An implementation is allowed to parse a wider set of strings, so an implementation can actually be made simpler by checking the input format less rigidly. Some reasonable relaxations:

  • Allow an arbitrary number of digits for any date part, including leading zeroes. Millisecond digits after the third one can be ignored (which is the same as truncation towards zero).
  • Allow year to be signed regardless of the number of year digits.
  • Allow date/time separator to be a space in addition to 'T'.
  • Allow a timezone offset to be specified without colon (e.g. +1234 in addition to +12:34).
  • Allow unnormalized components. In fact, the specification actually requires accepting these two as equivalent: 1995-02-04T24:00 and 1995-02-05T00:00. Other unnormalized cases could be accepted too, like 1995-02-123T11:2345:99.
  • Allow whitespace in additional places; in particular, before and after the string.

V8 seems to relax the rules if the date/time separator is a space but will be strict if the separator is 'T':

> new Date('+0001979-0001-0000002T00003:0004:00005.006123123Z').toISOString()
RangeError: Invalid time value

> new Date('+0001979-0001-0000002 00003:0004:00005.006123123Z').toISOString()
'1979-01-02T03:04:05.006Z'

> new Date('  +0001979-0001-0000002 00003:0004:00005.006123123 +01:00  ').toISOString()
'1979-01-02T02:04:05.006Z'

Some options for implementation a compact parser:

  • Use an internal regexp to match the parts, then convert them to integers (accepting leading zeroes).
  • Use a set of partial sscanf() calls.
  • Use a custom char-by-char parser.

With a relaxed format a custom char-by-char parser is relatively simple and is the current implementation approach:

  1. Strip the input string (remove leading and trailing whitespace). (Currently not done.)
  2. Initialize a broken down timestamp with default values. Initialize part_index to 0. Check first character to handle year sign.
  3. Parse a decimal number of 1...n digits. When it is finished, write it to part_index.
  4. Check the next character to determine what to do next: update part_index (either by one or skip directly to "hour" part) and parse next part, or accept/reject. The separator for timezone offset may be '+' or '-', which needs to be recorded.
  5. If accepted, subtract timezone hours and minutes from the hours and minutes part (to convert to UTC), and then convert the (possibly unnormalized) components into an ECMAScript time value.

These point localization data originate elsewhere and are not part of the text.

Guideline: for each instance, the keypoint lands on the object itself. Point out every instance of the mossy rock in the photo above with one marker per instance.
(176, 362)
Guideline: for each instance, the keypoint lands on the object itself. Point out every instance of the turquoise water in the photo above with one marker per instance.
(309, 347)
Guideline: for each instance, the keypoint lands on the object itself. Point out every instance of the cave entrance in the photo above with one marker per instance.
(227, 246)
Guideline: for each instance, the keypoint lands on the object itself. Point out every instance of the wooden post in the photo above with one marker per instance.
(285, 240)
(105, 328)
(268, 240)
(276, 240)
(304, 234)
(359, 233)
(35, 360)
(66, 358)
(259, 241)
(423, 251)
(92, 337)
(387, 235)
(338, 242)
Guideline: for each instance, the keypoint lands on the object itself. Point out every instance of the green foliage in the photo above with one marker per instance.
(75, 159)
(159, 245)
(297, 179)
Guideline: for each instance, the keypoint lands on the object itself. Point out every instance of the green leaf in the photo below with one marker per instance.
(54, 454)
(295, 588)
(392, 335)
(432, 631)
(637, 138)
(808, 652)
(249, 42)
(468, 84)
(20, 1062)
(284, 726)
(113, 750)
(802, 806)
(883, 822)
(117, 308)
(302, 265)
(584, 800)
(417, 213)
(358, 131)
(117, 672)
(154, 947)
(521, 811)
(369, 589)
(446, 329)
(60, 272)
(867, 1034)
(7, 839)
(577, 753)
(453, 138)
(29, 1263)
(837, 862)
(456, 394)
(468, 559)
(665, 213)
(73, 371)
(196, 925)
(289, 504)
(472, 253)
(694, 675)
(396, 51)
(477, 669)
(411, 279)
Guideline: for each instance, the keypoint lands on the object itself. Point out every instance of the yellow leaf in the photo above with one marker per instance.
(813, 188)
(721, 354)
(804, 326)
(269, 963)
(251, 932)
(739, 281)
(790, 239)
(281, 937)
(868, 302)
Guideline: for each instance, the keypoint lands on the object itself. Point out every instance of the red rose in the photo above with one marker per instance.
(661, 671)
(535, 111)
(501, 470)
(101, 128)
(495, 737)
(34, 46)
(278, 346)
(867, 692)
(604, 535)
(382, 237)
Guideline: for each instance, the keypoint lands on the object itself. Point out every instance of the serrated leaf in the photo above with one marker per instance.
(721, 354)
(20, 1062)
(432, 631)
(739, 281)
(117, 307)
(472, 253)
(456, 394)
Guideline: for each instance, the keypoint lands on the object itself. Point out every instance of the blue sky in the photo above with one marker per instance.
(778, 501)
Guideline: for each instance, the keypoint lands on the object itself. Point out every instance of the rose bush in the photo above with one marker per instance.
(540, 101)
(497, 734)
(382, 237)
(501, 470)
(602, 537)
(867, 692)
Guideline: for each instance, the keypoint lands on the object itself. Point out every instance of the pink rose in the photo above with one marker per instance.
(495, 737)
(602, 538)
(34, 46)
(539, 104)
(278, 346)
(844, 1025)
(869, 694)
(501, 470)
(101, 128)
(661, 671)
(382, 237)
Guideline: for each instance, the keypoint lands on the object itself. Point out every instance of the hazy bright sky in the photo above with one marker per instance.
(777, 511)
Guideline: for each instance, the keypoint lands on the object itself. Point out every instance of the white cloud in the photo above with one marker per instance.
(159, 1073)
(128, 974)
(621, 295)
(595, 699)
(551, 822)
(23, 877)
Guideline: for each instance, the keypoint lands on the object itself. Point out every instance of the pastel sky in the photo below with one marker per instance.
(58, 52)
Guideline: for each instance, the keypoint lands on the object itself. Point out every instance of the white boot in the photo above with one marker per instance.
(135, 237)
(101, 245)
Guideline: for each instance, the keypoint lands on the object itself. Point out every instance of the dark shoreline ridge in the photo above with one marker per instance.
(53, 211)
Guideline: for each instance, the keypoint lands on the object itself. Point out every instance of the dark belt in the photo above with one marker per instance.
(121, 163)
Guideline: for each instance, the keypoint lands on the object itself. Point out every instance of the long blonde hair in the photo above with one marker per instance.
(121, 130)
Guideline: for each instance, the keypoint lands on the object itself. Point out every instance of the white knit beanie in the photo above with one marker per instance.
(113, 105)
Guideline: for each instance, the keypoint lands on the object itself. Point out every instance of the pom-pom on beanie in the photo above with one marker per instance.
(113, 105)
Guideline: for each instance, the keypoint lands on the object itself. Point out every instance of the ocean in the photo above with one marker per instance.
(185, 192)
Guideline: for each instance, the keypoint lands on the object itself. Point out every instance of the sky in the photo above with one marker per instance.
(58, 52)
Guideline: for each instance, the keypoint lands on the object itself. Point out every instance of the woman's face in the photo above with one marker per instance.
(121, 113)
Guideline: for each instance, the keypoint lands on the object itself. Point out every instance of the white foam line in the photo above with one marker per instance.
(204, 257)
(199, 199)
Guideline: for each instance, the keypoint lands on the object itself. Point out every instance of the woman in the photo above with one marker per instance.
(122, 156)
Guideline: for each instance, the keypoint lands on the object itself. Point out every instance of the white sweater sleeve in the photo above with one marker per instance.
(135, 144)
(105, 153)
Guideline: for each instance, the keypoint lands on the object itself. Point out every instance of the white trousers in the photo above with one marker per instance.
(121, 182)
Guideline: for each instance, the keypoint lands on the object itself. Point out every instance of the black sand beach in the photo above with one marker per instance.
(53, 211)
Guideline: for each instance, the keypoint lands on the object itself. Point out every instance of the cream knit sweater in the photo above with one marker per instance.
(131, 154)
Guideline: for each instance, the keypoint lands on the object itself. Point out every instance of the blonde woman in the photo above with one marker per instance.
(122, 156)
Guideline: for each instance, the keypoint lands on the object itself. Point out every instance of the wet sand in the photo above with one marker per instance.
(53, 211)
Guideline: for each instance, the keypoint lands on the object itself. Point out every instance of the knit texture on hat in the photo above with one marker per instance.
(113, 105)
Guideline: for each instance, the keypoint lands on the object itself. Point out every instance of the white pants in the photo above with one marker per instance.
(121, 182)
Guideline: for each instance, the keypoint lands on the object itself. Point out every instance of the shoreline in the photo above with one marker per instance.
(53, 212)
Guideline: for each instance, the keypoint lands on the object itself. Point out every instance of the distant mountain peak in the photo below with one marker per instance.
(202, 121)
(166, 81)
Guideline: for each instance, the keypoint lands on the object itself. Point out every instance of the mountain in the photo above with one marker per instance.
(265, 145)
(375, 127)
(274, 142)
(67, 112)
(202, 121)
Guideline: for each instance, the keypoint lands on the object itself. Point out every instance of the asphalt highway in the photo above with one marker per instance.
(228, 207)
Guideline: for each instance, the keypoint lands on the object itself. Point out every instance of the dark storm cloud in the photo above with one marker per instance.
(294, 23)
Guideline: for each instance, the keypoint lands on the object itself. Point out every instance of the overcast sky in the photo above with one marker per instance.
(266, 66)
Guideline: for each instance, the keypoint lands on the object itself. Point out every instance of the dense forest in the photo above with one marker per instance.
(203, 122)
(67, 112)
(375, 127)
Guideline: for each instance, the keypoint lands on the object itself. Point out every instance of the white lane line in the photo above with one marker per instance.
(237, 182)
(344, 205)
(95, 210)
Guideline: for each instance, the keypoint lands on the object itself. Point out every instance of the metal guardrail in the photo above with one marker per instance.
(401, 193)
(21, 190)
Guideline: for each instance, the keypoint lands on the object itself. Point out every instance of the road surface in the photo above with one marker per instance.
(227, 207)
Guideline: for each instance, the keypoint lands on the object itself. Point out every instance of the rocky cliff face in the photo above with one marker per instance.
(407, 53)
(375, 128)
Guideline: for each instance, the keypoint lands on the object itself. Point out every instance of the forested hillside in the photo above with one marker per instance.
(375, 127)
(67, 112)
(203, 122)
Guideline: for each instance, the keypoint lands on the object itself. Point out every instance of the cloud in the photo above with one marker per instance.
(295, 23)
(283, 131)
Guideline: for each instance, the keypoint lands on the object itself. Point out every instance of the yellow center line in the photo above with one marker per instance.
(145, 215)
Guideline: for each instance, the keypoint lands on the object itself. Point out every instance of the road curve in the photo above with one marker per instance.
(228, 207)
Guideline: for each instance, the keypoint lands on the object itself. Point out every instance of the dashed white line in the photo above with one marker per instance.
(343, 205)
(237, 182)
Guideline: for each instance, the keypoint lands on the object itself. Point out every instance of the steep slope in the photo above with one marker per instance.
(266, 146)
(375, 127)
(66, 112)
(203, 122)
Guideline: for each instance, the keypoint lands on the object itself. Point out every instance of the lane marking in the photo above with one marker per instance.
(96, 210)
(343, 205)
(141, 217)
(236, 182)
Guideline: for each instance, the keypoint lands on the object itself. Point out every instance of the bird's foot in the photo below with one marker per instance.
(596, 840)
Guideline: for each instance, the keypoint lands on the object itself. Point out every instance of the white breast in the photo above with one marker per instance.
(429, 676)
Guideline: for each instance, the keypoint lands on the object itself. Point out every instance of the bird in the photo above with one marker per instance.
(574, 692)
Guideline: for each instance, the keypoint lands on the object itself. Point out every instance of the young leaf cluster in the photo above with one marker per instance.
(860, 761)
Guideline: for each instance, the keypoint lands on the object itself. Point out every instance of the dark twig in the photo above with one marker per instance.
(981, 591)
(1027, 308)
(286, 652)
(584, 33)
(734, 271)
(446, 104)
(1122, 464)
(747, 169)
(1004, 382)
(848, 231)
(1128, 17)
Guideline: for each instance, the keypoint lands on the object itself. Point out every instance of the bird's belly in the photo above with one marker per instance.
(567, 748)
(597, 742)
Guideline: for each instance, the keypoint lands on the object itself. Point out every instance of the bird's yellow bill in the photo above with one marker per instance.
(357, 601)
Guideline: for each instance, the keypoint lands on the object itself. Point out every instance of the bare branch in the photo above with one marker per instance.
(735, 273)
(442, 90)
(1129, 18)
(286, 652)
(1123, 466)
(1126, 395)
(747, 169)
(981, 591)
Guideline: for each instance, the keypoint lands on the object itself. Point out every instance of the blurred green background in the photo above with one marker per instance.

The parser will produce the following "parts":

  • Year, default: 1970 (actually arbitrary, because a year is always required)
  • Month, default: 1
  • Day-of-month, default: 1
  • Hour, default: 0
  • Minute, default: 0
  • Second, default: 0
  • Millisecond, default: 0
  • Timezone hours, default: 0
  • Timezone seconds, default: 0

The current implementation is a rule-driven parser based on this basic model.

Misc notes

  • Almost all API calls require a Date instance as the 'this' binding (a TypeError is thrown otherwise). Exceptions are noted in the specification; concretely, toJSON().
  • The internal time value always exists for a Date instance, and is always a number. The number value is either NaN, or a finite number in the valid E5 range, with no millisecond fractions. The internal component representation uses zero-based day and month, while ECMAScript API uses one-based day and zero-based month.
  • When the internal time value is broken into components, each component will be normalized, and will fit into a 32-bit signed integer. When using setter calls, one or more components are replaced with unnormalized values, which will not necessarily fit into a 32-bit signed integer, before converting back to an internal time value. The setter values may be huge (even out of 64-bit range) without resulting in an invalid result date, if multiple cancelling values are given (e.g. 1e100 seconds and -1e103 milliseconds, cancelling to zero).
  • Setters and getters are optimized for size, to use a single helper with a set of flags and arguments to keep each getter and setter itself very small. This makes them a bit cryptic; see e.g. handling of setters with optional parameters.